Diagnosing FUor-like Sources: The Parameter Space of Viscously Heated Disks in the Optical and Near-IR
Authors: Hanpu Liu, Gregory J. Herczeg, Doug Johnstone, Carlos Contreras-Peña, Jeong-Eun Lee, Haifeng Yang, Xingyu Zhou, Sung-Yong Yoon, Ho-Gyu Lee, Masanobu Kunitomo, Jessy Jose
Abstract: FU Ori type objects (FUors) are decades-long outbursts of accretion onto young stars that are strong enough to viscously heat disks so that the disk outshines the central star. We construct models for FUor objects by calculating emission components from a steady-state viscous accretion disk, a passively-heated dusty disk, magnetospheric accretion columns, and the stellar photosphere. We explore the parameter space of the accretion rate and stellar mass to investigate implications on the optical and near-infrared spectral energy distribution and spectral lines. The models are validated by fitting to multi-wavelength photometry of three confirmed FUor objects, FU Ori, V883 Ori and HBC 722 and then comparing the predicted spectrum to observed optical and infrared spectra.

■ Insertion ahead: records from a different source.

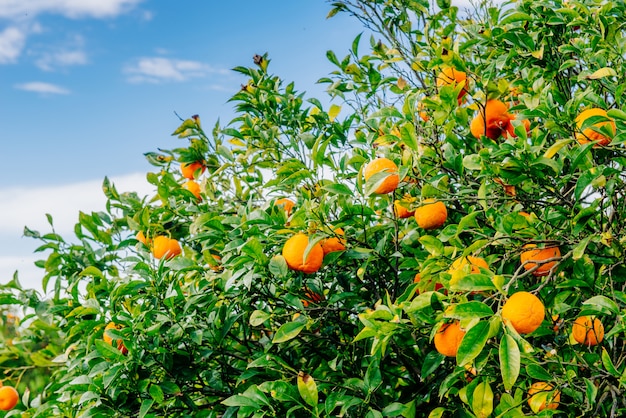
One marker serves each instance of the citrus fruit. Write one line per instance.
(294, 249)
(194, 188)
(431, 215)
(450, 76)
(286, 204)
(448, 339)
(590, 134)
(537, 256)
(524, 311)
(8, 398)
(400, 209)
(390, 183)
(163, 246)
(543, 396)
(588, 330)
(491, 121)
(109, 340)
(336, 243)
(189, 170)
(510, 129)
(476, 264)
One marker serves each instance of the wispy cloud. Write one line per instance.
(19, 9)
(160, 69)
(22, 207)
(12, 42)
(42, 88)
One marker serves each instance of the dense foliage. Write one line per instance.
(227, 329)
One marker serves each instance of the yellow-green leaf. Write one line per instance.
(307, 388)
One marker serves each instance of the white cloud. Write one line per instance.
(12, 42)
(19, 9)
(28, 207)
(51, 60)
(42, 88)
(160, 69)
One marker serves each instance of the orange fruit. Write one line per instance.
(189, 170)
(588, 330)
(390, 183)
(530, 258)
(451, 77)
(589, 134)
(286, 204)
(8, 398)
(431, 215)
(448, 339)
(543, 396)
(491, 121)
(294, 249)
(194, 188)
(163, 246)
(400, 210)
(109, 340)
(476, 264)
(524, 311)
(333, 244)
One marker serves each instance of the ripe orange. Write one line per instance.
(476, 264)
(163, 246)
(109, 340)
(189, 170)
(589, 134)
(194, 188)
(390, 183)
(588, 330)
(431, 215)
(491, 121)
(448, 339)
(333, 244)
(452, 77)
(525, 312)
(286, 204)
(400, 210)
(532, 257)
(294, 249)
(8, 398)
(543, 396)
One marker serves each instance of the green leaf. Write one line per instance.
(608, 363)
(258, 317)
(602, 304)
(468, 310)
(432, 245)
(307, 388)
(288, 331)
(538, 373)
(482, 400)
(472, 343)
(510, 361)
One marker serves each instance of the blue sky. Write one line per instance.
(88, 86)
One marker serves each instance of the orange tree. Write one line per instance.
(522, 231)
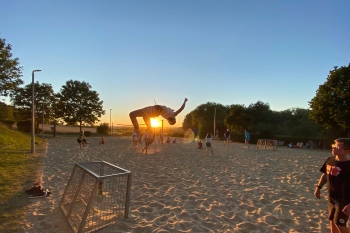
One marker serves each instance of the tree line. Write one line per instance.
(255, 118)
(75, 103)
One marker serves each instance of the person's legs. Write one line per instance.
(133, 115)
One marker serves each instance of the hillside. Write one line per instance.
(18, 168)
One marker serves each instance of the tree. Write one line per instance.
(103, 129)
(330, 106)
(22, 101)
(10, 71)
(80, 104)
(237, 120)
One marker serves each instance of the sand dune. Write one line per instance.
(179, 189)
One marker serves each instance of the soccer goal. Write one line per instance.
(267, 144)
(97, 195)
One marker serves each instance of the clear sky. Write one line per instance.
(228, 52)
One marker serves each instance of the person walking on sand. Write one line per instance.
(227, 136)
(208, 139)
(102, 141)
(336, 172)
(134, 138)
(146, 136)
(80, 141)
(247, 138)
(154, 111)
(216, 136)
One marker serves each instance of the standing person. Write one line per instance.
(227, 136)
(336, 172)
(146, 141)
(195, 132)
(208, 139)
(247, 138)
(80, 141)
(154, 111)
(216, 136)
(161, 136)
(134, 138)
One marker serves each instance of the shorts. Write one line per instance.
(336, 214)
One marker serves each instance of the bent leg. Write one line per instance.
(133, 115)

The brightness ratio between the viscous disk and the stellar photosphere, $\eta$, provides an important guide for identifying viscous accretion disks, with $\eta=1$ ("transition line") and $\eta=5$ ("sufficient dominance line") marking turning points in diagnostics, evaluated here in the near-infrared. These turning points indicate the emergence and complete development of FUor-characteristic strong CO absorption, weak metallic absorption, the triangular spectral continuum shape in the $H$-band, and location in color-magnitude diagrams. Lower stellar mass $M_*$ and higher accretion rate $\dot{M}$ lead to larger $\eta$; for $M_*=0.3~{\rm M_\odot}$, $\eta=1$ corresponds to $\dot{M}=2\times10^{-7}~{\rm M_\odot}/$yr and $\eta=5$ to $\dot{M}=6\times10^{-7}~{\rm M_\odot}/$yr. The sufficient dominance line also coincides with the expected accretion rate where accreting material directly reaches the star. We discuss implications of the models on extinction diagnostics, FUor brightening timescales, viscous disks during initial protostellar growth, and eruptive young stellar objects (YSO) associated with FUors.